Dia ayahku, seorang yang memiliki keterampilan. Sejak usia remajanya, profesi sebagai seorang penjahit ditekuni hingga detik ini. Bahkan, dari cerita mereka (ayah-ibu), dari profesi inilah kakekku merestui hubungan pacaran mereka kala itu. Ya, karena ayah berguru menjadi penjahit dengan ayahnya dari ibuku, kakekku.

Keramahan dan ketekunannya menjadi alasan lain kakekku merestui. Satu lagi, rasa tanggung jawab yang besar! Tidak salah memang apa yang dilihat kakekku puluhan tahun silam, karena semuanya itu kami lihat sendiri. 

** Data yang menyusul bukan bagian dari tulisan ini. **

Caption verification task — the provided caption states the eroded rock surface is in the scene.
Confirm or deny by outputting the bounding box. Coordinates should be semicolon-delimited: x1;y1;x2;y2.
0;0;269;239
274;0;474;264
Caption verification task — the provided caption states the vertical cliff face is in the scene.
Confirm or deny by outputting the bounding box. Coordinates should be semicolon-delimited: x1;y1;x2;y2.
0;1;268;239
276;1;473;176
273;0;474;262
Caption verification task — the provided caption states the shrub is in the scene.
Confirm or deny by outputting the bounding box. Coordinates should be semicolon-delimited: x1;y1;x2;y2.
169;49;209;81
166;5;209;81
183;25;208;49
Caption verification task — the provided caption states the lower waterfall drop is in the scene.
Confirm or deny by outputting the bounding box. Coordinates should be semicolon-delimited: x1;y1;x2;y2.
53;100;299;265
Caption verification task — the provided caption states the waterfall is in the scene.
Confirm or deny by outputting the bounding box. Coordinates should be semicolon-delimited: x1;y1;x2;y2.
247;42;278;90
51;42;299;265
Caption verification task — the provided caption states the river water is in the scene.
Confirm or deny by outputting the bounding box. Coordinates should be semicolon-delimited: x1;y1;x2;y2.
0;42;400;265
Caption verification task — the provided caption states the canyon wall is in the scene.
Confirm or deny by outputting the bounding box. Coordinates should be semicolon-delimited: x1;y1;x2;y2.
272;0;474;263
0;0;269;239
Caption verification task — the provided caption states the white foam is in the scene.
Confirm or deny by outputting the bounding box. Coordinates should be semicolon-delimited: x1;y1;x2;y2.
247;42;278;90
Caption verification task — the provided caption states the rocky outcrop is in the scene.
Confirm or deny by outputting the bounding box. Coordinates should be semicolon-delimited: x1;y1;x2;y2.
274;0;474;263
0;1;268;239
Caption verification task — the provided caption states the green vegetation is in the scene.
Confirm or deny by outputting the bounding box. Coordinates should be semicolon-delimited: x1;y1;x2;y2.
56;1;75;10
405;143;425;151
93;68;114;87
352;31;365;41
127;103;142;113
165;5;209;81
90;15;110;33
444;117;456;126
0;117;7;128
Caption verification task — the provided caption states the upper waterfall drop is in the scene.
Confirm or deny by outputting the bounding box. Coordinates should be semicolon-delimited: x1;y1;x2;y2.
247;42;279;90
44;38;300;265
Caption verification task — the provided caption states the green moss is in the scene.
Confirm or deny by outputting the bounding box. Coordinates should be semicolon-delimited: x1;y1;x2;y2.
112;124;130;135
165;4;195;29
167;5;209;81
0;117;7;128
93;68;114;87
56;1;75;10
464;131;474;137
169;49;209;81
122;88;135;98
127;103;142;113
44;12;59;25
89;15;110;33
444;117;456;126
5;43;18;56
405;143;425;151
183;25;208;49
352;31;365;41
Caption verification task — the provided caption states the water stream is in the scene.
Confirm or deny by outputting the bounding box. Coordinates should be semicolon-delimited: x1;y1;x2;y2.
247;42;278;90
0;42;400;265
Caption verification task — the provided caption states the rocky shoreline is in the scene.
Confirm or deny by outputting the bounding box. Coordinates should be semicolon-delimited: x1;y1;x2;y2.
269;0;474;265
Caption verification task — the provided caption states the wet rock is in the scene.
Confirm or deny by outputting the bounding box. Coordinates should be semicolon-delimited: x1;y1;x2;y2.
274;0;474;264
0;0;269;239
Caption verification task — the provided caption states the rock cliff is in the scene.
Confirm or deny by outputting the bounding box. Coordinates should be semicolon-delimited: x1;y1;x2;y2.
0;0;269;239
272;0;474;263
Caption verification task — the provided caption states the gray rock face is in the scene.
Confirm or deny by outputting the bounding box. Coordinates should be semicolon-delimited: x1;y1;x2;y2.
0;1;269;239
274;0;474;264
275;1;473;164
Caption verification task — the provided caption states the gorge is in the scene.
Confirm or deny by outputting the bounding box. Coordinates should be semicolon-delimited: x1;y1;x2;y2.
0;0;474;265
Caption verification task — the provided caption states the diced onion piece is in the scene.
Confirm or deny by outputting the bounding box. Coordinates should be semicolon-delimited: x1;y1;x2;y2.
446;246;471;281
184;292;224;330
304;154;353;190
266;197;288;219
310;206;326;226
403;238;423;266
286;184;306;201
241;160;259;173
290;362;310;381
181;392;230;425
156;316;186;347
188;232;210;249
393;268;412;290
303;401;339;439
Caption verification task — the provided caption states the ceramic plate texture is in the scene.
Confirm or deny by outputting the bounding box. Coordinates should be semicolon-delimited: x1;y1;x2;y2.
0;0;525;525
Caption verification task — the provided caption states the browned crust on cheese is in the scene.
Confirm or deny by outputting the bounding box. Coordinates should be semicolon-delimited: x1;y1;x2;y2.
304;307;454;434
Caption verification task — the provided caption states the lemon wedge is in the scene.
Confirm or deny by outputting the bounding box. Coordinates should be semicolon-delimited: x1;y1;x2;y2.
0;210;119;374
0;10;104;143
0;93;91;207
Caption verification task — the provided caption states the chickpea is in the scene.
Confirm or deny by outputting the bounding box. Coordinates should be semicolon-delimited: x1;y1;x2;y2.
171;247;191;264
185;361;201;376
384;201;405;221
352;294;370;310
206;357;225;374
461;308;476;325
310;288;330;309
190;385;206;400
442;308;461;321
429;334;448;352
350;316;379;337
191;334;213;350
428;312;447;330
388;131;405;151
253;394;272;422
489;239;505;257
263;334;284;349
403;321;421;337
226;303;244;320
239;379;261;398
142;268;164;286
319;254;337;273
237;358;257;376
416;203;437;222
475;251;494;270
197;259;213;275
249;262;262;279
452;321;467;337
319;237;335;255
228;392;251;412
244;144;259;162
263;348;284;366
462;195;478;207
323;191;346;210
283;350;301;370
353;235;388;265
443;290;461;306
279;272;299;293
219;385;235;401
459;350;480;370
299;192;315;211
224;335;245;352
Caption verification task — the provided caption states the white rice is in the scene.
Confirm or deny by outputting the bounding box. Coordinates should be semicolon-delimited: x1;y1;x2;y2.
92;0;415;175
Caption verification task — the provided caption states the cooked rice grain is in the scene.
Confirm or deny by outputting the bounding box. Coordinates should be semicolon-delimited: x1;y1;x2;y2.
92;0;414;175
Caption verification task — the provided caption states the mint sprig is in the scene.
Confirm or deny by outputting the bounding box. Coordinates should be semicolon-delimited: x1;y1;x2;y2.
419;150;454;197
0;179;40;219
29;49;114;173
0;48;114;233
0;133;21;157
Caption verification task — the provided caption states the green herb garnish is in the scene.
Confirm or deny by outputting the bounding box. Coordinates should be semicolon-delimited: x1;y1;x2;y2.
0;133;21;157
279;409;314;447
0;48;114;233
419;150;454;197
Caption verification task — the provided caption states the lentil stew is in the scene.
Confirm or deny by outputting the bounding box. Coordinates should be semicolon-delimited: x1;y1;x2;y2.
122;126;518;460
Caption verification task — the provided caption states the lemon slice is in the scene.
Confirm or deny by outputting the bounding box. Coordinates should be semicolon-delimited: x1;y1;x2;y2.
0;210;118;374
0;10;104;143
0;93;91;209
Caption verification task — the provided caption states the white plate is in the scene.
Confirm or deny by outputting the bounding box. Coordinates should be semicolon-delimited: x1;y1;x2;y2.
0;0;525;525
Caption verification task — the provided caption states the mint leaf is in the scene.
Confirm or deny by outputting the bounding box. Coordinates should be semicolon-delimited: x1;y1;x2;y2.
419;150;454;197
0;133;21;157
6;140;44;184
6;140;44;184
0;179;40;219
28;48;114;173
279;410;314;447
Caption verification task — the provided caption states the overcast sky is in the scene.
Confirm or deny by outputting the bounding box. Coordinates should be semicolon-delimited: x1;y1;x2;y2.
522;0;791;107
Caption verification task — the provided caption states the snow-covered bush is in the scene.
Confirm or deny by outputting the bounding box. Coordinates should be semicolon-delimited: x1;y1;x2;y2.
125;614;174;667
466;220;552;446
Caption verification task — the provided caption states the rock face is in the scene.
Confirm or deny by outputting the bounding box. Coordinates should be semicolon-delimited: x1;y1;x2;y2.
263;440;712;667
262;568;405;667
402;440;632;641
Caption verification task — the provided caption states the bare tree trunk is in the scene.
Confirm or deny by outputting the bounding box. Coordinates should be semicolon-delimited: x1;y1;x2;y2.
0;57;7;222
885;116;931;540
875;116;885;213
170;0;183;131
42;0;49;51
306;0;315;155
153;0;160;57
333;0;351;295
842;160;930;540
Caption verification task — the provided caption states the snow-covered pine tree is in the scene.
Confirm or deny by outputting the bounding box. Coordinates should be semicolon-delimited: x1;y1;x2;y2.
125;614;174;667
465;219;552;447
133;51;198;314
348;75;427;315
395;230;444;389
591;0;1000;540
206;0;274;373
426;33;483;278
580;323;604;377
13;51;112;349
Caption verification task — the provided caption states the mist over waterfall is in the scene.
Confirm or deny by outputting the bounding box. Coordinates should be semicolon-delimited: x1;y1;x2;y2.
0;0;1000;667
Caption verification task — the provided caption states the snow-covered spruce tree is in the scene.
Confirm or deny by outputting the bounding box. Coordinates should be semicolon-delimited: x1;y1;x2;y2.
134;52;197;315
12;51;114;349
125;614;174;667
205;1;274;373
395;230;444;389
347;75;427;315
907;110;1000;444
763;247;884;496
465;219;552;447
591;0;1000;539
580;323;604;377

Tidak ada dalam benaknya untuk berujar, "Papa sudah tua, papa sudah tidak sanggup lagi (bekerja), nak". 

Tidak! Tubuhnya yang mulai renta itu masih saja 'angkuh' tidak ingin mengaku, bahwa dia butuh waktu untuk mengusap segala peluh di usianya sekarang. 

"Papa masih bisa, nak," begitu saja terus katanya saat kami anak-anaknya mencoba untuk meyakinkan, "istirahat lah pa di usia tuamu. Biarlah kami berbakti, memenuhi kebutuhan kalian dari hasil keringat kami. Tidak usah lagi kau pikirkan makan apa besok, bagaimana kau isi pulsa listrik itu biar tak lagi mengoceh".

Namun, apa jawabnya? 

"Masih bisa lah sedikit-sedikit untuk makan," katanya.

Tapi segera aku tersadar. Beriringan saat dia menjawab, seketika matanya berkaca. Aku tak tahu apa makna air matanya yang enggan jatuh itu, tapi aku mengira ada dua kemungkinan. Ada haru atas kepedulian anak-anaknya, atau justru kecewa dengan dirinya sendiri, jika dirinya (ketahuan) tidak lagi kuat.

Apa makna dari sikapnya yang keras itu? Ku pikir, dia ingin menanamkan bagaimana sebuah tanggung jawab yang harus ditunaikan. Dia berpikir bahwa ada anak dan istri kami yang harus didahulukan, sebagai prinsip utama seorang kepala rumah tangga. Tetapi, jelas itu tak lantas kami melepas, karena ada pula tanggung jawab kami untuk orang tua.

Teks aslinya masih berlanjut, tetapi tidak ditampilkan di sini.